Visual editing of semistructured documents on the web

Exploring patterns and approaches  — 

A talk I gave at the International Conference for Educators in Visual Communication at the California Technical University in San Luis Obispo. It was great fun to be able to give a talk on a topic that has been following me for several years.

In this presentation I will discuss some of the possibilities but also the problems of editing structured content in a visual fashion. The goal of it all is to communicate the structure we want/need to the author of the content. We hope to do this by well established visual means like typography, color and the likes. Let’s begin with some personal background history which will clarify the problem we are trying to solve.

In one of my first jobs, I have worked for a series of law publications. Those magazines discussed recent decision of the Swiss Federal Courts to show their implications for future cases. The magazines had existed for some time already and the workflow was print first. Trying to change the workflow so we could publish the articles on the web too proved difficult. Not so much from a technical perspective but rather because the authors didn’t like the tools we asked them to use which were mostly forms.

For my bachelor’s thesis I experienced the same problem all over again. We had these beautiful ideas of re-using content in multiple publications. This was especially intriguing because the client was an internationally active watchmaker. All their content was translated into 30 different languages. So reusing it would have resulted in tremendous savings. But equally, we didn’t have a tool which would allow untrained authors to produce well-structured and therefore reusable content.

For example, we have the step-by-step instructions of the manual. Many of those instructions are being reused and recombined for multiple models. But currently each of those copies is handled like a separate text.


Some editorial content was also reused in several places. The descriptions of the different materials employed in the watches for example. The content was very similar with slight variations from place to place. This led to many unnecessary retranslations of the same material.

As a last example for our case, there are the course description at the University of Applied Sciences where I work. Those descriptions very highly structured and reused in several places. Still, the professors write them in Word because all the alternatives are worse. But are they?

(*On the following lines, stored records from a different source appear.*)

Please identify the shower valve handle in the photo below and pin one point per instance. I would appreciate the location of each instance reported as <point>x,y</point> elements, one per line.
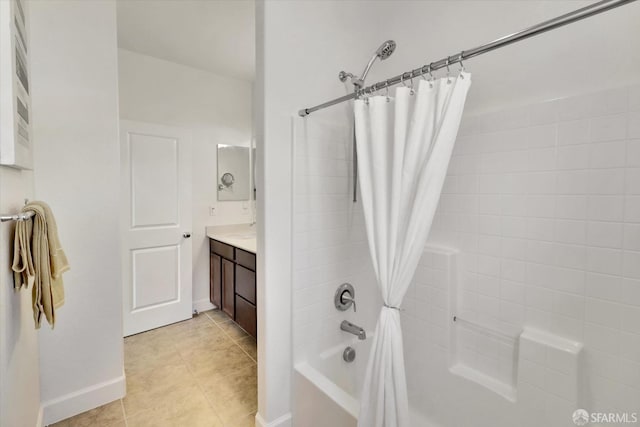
<point>346,298</point>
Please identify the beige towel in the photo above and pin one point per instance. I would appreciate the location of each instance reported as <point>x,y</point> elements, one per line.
<point>38,259</point>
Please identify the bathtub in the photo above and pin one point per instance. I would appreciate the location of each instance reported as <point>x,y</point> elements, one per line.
<point>327,389</point>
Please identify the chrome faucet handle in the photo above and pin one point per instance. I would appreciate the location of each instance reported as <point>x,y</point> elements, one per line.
<point>347,299</point>
<point>344,297</point>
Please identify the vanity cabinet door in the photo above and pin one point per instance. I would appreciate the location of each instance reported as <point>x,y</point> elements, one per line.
<point>246,316</point>
<point>215,280</point>
<point>228,288</point>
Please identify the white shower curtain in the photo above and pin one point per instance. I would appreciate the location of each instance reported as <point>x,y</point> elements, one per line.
<point>404,146</point>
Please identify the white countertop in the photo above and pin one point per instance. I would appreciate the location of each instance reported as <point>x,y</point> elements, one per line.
<point>241,236</point>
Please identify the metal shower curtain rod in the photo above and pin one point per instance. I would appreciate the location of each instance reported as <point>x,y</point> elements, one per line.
<point>551,24</point>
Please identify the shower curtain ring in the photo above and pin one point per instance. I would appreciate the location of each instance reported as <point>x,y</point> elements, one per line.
<point>430,76</point>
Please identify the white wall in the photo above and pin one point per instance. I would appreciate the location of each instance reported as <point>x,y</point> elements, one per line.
<point>292,71</point>
<point>296,72</point>
<point>75,109</point>
<point>543,203</point>
<point>216,110</point>
<point>19,365</point>
<point>553,65</point>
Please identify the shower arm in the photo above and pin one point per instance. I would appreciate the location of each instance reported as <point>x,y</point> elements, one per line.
<point>551,24</point>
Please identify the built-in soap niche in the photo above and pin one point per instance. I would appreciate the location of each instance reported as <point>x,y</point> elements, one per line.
<point>506,359</point>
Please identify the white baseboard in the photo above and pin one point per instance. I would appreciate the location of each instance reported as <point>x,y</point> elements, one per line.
<point>40,420</point>
<point>283,421</point>
<point>83,400</point>
<point>203,305</point>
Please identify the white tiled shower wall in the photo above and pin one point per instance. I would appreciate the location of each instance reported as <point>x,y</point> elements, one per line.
<point>329,239</point>
<point>543,202</point>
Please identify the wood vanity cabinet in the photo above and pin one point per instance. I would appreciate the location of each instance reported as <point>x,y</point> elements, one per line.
<point>233,283</point>
<point>215,282</point>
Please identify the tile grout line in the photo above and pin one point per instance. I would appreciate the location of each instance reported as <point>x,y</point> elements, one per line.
<point>234,342</point>
<point>198,383</point>
<point>232,339</point>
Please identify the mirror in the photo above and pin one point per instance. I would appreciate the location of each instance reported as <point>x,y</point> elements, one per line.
<point>233,172</point>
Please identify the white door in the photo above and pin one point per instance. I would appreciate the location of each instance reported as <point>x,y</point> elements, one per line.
<point>155,165</point>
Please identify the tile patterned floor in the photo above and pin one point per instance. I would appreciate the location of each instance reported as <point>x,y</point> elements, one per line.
<point>197,373</point>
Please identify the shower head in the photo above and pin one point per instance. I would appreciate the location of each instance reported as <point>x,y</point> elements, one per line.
<point>383,52</point>
<point>386,49</point>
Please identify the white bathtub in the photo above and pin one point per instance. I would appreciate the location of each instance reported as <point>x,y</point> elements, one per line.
<point>327,389</point>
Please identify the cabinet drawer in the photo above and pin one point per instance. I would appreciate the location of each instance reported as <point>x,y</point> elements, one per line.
<point>246,283</point>
<point>228,288</point>
<point>215,280</point>
<point>221,249</point>
<point>246,315</point>
<point>246,259</point>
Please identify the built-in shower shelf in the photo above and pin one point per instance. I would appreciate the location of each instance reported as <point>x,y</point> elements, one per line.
<point>505,390</point>
<point>485,355</point>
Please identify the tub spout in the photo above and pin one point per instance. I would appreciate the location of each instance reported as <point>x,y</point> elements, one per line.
<point>353,329</point>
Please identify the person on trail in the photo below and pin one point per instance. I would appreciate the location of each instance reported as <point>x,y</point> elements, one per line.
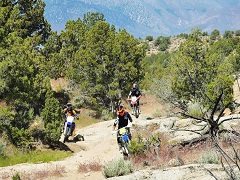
<point>122,121</point>
<point>69,111</point>
<point>135,92</point>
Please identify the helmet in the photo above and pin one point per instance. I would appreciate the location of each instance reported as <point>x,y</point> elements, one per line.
<point>69,104</point>
<point>135,86</point>
<point>121,110</point>
<point>69,108</point>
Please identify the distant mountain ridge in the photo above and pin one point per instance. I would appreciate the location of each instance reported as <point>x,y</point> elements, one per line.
<point>156,18</point>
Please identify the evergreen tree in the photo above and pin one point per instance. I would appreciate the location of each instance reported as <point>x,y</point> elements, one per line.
<point>52,117</point>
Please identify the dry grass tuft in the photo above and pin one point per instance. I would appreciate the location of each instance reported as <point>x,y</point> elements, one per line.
<point>90,166</point>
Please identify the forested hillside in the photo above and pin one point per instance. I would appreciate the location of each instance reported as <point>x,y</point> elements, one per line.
<point>101,64</point>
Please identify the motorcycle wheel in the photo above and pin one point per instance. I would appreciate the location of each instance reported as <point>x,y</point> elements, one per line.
<point>66,135</point>
<point>125,152</point>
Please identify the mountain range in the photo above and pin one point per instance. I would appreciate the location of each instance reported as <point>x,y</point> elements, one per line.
<point>155,18</point>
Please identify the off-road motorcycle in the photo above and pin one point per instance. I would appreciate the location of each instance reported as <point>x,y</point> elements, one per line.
<point>69,126</point>
<point>134,104</point>
<point>125,138</point>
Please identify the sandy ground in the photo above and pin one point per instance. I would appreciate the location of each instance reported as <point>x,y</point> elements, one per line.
<point>100,146</point>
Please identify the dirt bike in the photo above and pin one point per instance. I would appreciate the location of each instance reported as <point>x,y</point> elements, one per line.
<point>124,137</point>
<point>68,127</point>
<point>134,105</point>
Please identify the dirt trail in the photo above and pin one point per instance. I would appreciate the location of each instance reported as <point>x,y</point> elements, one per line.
<point>99,146</point>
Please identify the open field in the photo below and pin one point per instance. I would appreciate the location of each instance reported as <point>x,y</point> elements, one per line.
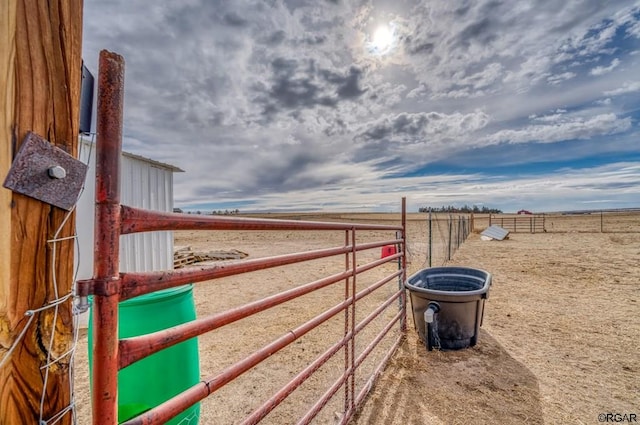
<point>560,341</point>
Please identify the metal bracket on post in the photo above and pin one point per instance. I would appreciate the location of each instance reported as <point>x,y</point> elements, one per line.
<point>45,172</point>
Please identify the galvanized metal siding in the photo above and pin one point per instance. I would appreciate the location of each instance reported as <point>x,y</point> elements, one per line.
<point>144,184</point>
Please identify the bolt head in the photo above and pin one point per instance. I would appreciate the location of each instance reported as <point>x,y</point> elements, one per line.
<point>57,172</point>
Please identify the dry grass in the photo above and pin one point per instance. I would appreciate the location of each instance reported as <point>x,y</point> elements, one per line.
<point>560,340</point>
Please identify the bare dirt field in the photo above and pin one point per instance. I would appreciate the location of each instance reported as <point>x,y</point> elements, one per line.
<point>560,341</point>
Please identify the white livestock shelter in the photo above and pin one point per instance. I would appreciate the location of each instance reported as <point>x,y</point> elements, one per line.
<point>144,183</point>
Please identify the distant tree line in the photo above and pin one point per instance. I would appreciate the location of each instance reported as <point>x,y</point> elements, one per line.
<point>219,212</point>
<point>466,209</point>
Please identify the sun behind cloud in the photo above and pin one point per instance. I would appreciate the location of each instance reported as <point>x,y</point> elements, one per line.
<point>383,40</point>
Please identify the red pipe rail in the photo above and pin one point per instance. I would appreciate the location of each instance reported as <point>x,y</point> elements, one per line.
<point>109,287</point>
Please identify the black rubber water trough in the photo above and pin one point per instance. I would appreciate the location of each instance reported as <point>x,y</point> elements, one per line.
<point>448,305</point>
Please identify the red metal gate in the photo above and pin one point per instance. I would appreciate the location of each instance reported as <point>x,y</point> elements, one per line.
<point>109,287</point>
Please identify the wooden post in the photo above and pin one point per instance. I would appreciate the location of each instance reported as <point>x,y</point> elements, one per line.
<point>40,69</point>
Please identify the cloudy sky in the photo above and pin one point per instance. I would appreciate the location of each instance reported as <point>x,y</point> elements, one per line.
<point>350,105</point>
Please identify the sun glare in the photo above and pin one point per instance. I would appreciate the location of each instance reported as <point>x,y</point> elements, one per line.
<point>382,40</point>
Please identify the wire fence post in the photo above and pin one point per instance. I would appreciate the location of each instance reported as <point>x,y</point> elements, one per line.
<point>449,242</point>
<point>430,253</point>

First, let us define more clearly who we actually **target** with our solution. We decided to call them *novice users*. They are indeed novices when it comes to use our editing solution. And they should never need to become experts, that's the whole point. We want to avoid the need for training. At the same time, our targeted users are expert in their domain. Be it lawyers, watch sellers or professors.

The next step is to define the **type of content** we are working with. We decided to call them *documents*. Their particularity is that they can stand on their own and are usually created to be distributed as a whole. At the same time, they contain some structure which allows to compare multiple documents based on certain attributes. We could, for example, compare multiple articles based on their summaries. Or course descriptions based on the number or periods each course lasts. We call this kind of content *semistructured*.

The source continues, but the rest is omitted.